By Michelle Graff

My wife gave me a book for Christmas titled The Necklace by Cheryl Jarvis (Ballentine Books, 2008). The dust jacket reads Thirteen Women and the Experiment That Transformed Their Lives. Needless to say, the book got my attention.

If any true story proves what an emotional impact jewelry has on people--especially women--it's Jarvis' telling of a "time-share" experiment between 13 women and a white gold, 15-carat diamond necklace. The breathtaking necklace was purchased from Van Gundy and Sons jewelry store in Ventura, Calif.
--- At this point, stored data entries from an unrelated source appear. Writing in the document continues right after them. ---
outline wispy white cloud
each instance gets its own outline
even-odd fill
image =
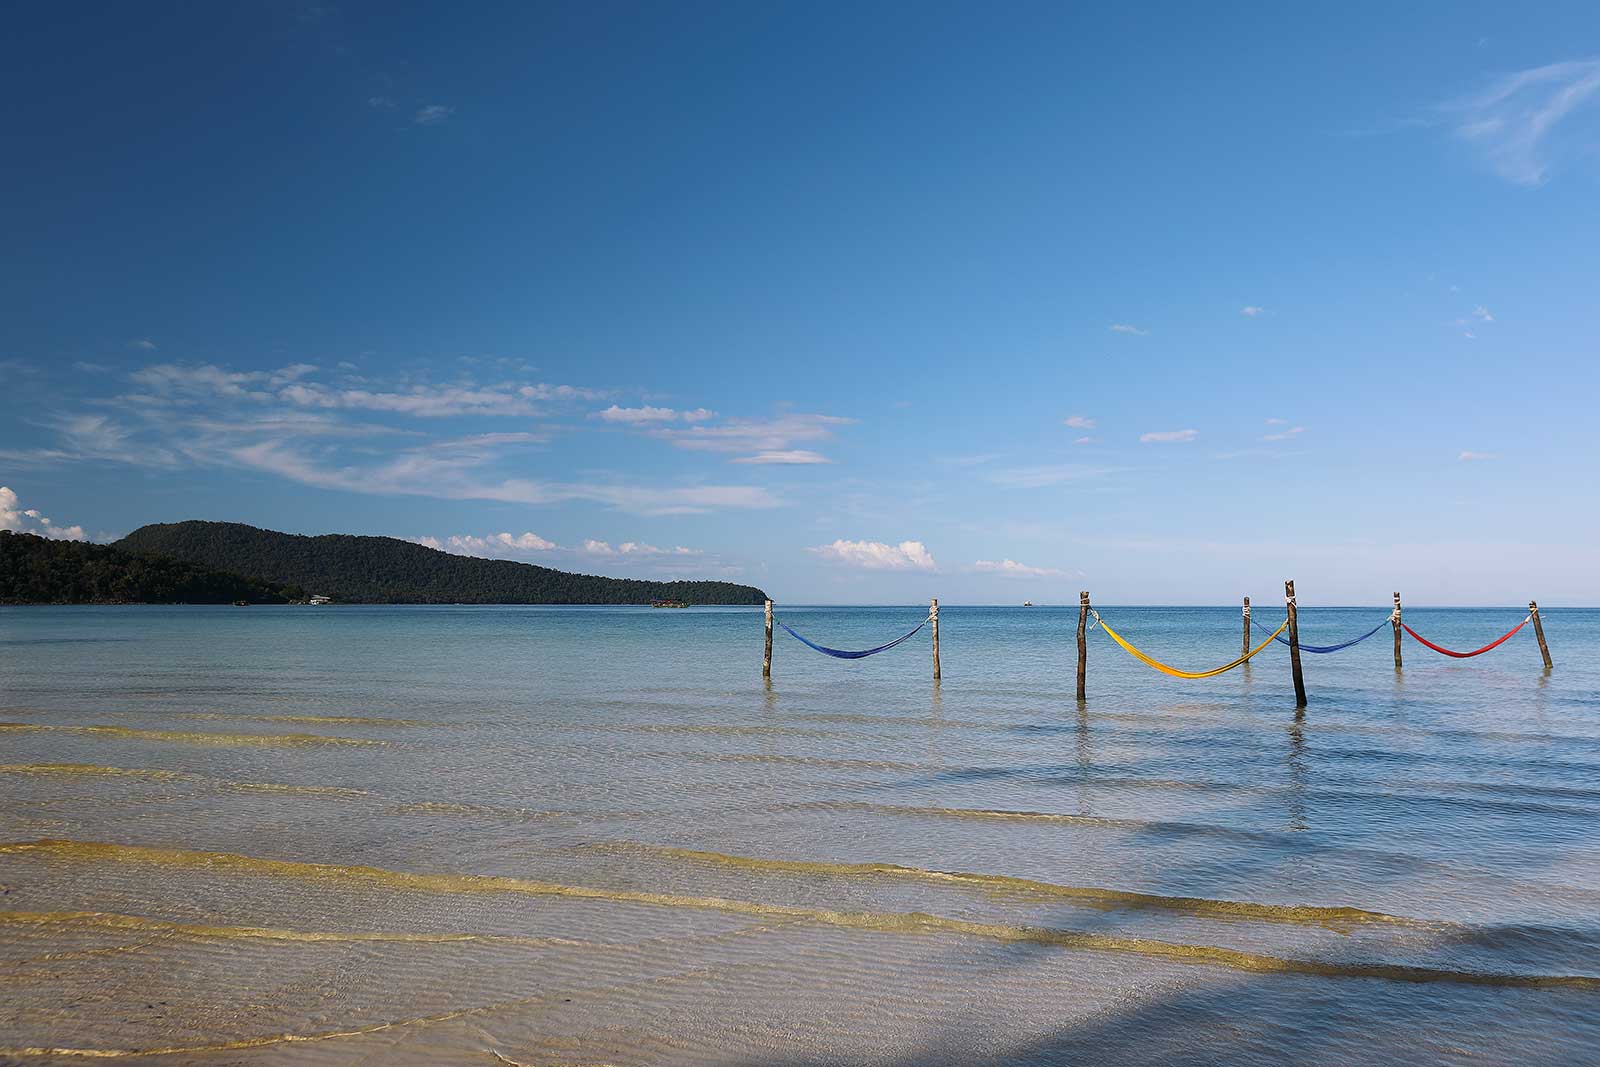
[[[1087,415],[1068,415],[1061,420],[1061,425],[1071,427],[1074,430],[1092,430],[1095,427],[1095,420]]]
[[[25,465],[108,462],[135,467],[171,467],[179,451],[164,444],[136,440],[132,432],[105,415],[60,415],[41,420],[56,434],[56,447],[0,450],[0,460]]]
[[[1266,308],[1256,307],[1254,304],[1248,304],[1239,309],[1239,314],[1250,319],[1257,318],[1258,316],[1265,315],[1266,313]]]
[[[439,450],[490,449],[498,445],[541,444],[550,435],[535,430],[512,430],[504,433],[473,433],[465,437],[435,441],[428,447]]]
[[[1266,434],[1261,439],[1263,441],[1289,441],[1305,432],[1306,428],[1304,426],[1291,426],[1287,430],[1279,430],[1276,433]]]
[[[1089,481],[1117,473],[1116,467],[1102,467],[1089,463],[1036,463],[1026,467],[1008,467],[994,471],[989,481],[1002,489],[1046,489],[1068,482]]]
[[[392,111],[394,110],[395,103],[391,97],[369,96],[367,97],[367,106],[371,108],[377,108],[379,111]]]
[[[56,541],[85,540],[82,526],[62,526],[41,515],[38,508],[23,507],[16,490],[5,485],[0,485],[0,530],[37,534]]]
[[[1468,452],[1464,451],[1456,459],[1462,463],[1476,463],[1479,460],[1494,459],[1493,452]]]
[[[125,395],[127,406],[194,404],[202,400],[279,402],[299,408],[388,412],[420,418],[458,415],[539,415],[541,402],[594,400],[600,390],[546,382],[413,384],[390,388],[328,385],[318,368],[291,363],[271,371],[232,371],[209,363],[155,363],[128,377],[143,391]],[[346,382],[350,380],[345,379]]]
[[[921,541],[901,541],[897,545],[882,541],[835,541],[819,545],[808,551],[833,563],[867,570],[924,570],[935,569],[933,556]]]
[[[1200,436],[1199,430],[1151,430],[1149,433],[1139,435],[1141,444],[1173,444],[1193,441]]]
[[[150,340],[148,337],[135,337],[133,340],[128,342],[128,347],[137,348],[143,352],[154,352],[156,350],[156,343]]]
[[[1030,567],[1014,559],[980,559],[972,569],[980,574],[994,574],[1001,578],[1063,578],[1067,572],[1056,567]]]
[[[650,431],[677,448],[697,452],[784,452],[797,444],[832,439],[854,419],[839,415],[779,415],[770,419],[728,419],[715,426],[662,427]]]
[[[1593,150],[1594,124],[1574,130],[1568,120],[1590,108],[1597,93],[1600,57],[1591,57],[1514,71],[1443,110],[1456,136],[1482,152],[1496,174],[1541,185],[1563,155]]]
[[[492,500],[531,505],[595,503],[644,515],[776,507],[769,490],[698,482],[645,485],[606,477],[507,477],[512,450],[546,441],[546,427],[467,434],[404,448],[374,450],[355,442],[418,430],[351,420],[352,410],[400,416],[497,416],[542,413],[539,404],[593,399],[595,390],[547,383],[328,385],[317,368],[232,371],[210,364],[154,364],[131,377],[139,391],[99,404],[125,413],[51,419],[55,447],[0,450],[0,461],[47,465],[108,460],[142,466],[233,467],[301,485],[353,493]],[[693,413],[690,413],[693,415]],[[691,427],[692,428],[692,427]]]
[[[132,450],[128,431],[105,415],[68,415],[55,426],[67,448],[86,457],[120,458]]]
[[[1480,322],[1494,321],[1494,316],[1489,314],[1489,309],[1484,307],[1482,304],[1479,304],[1477,307],[1472,309],[1472,317],[1478,319]]]
[[[517,395],[525,396],[529,400],[600,400],[606,395],[604,389],[589,389],[581,385],[551,385],[548,382],[536,382],[532,385],[517,386]]]
[[[270,400],[269,375],[262,371],[228,371],[209,363],[153,363],[128,375],[150,397],[248,397]]]
[[[178,448],[139,440],[130,427],[104,414],[67,414],[43,422],[56,432],[59,448],[34,450],[18,459],[122,462],[134,467],[173,467],[181,459]]]
[[[624,541],[617,546],[617,551],[624,556],[698,556],[698,549],[685,548],[675,545],[672,548],[657,548],[655,545],[645,544],[643,541]]]
[[[1085,434],[1083,437],[1074,437],[1072,439],[1072,443],[1075,444],[1075,445],[1092,445],[1098,440],[1100,440],[1100,438],[1098,438],[1098,437],[1090,437],[1087,434]]]
[[[729,461],[730,463],[774,463],[788,466],[808,466],[815,463],[832,463],[833,460],[820,452],[813,452],[806,448],[787,448],[768,452],[757,452],[753,456],[740,456]]]
[[[429,104],[427,107],[418,108],[411,121],[418,126],[437,126],[455,113],[456,109],[453,107],[445,107],[443,104]]]
[[[215,458],[302,485],[383,496],[530,505],[586,501],[638,515],[687,515],[778,505],[778,499],[759,486],[647,486],[482,478],[479,471],[492,457],[492,451],[447,442],[402,452],[378,464],[339,466],[323,464],[284,441],[268,440],[228,449]]]
[[[679,411],[675,408],[658,408],[645,404],[643,407],[624,408],[612,404],[604,411],[597,411],[594,417],[606,422],[620,422],[631,425],[655,422],[705,422],[716,417],[715,411],[705,408],[695,408],[693,411]]]
[[[1129,325],[1126,322],[1113,322],[1109,329],[1112,333],[1128,333],[1133,334],[1135,337],[1144,337],[1150,333],[1149,330],[1141,330],[1139,327]]]
[[[588,568],[599,560],[605,561],[607,570],[622,570],[637,575],[656,575],[664,578],[700,577],[708,575],[733,577],[743,568],[715,556],[708,556],[698,548],[677,545],[658,548],[645,541],[623,541],[612,545],[599,538],[585,538],[576,547],[564,548],[531,530],[522,534],[510,532],[488,534],[453,534],[448,537],[413,537],[416,544],[458,556],[476,556],[482,559],[509,559],[518,562],[536,561],[542,566],[564,569]]]
[[[952,467],[981,467],[999,458],[999,452],[974,452],[966,456],[938,456],[935,462],[948,463]]]
[[[301,407],[385,411],[419,418],[542,413],[531,393],[524,393],[521,388],[514,387],[416,385],[403,391],[384,392],[370,389],[335,389],[314,382],[305,382],[285,387],[278,396]]]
I'll try not give away any of the book's secrets (there are many), but the 13 women pooled an equal amount of cash and bought the necklace together. The storeowner's wife became one of the 13. As agreed, the 13 "owners" would wear the necklace for 30 days before passing it on to the next owner.

But that process was just a small--even minor--part of the story.

The real message involved the emotional impact the necklace had on the self-esteem, self-confidence and pure joy of the wearer. This jewelry "time-share" (my expression) had a decidedly positive impact on the women and the people around them.

I guess the lesson from Jarvis' story is that jewelry consumers don't always buy jewelry solely on looks or aesthetics. The emotional impact that women get from wearing beautiful jewelry is--or can be--a strong purchase motivator. Do marketers spend enough time relaying that message to the jewelry consumer?

I'm not sure. Anyway, The Necklace should be left on every jewelry counter.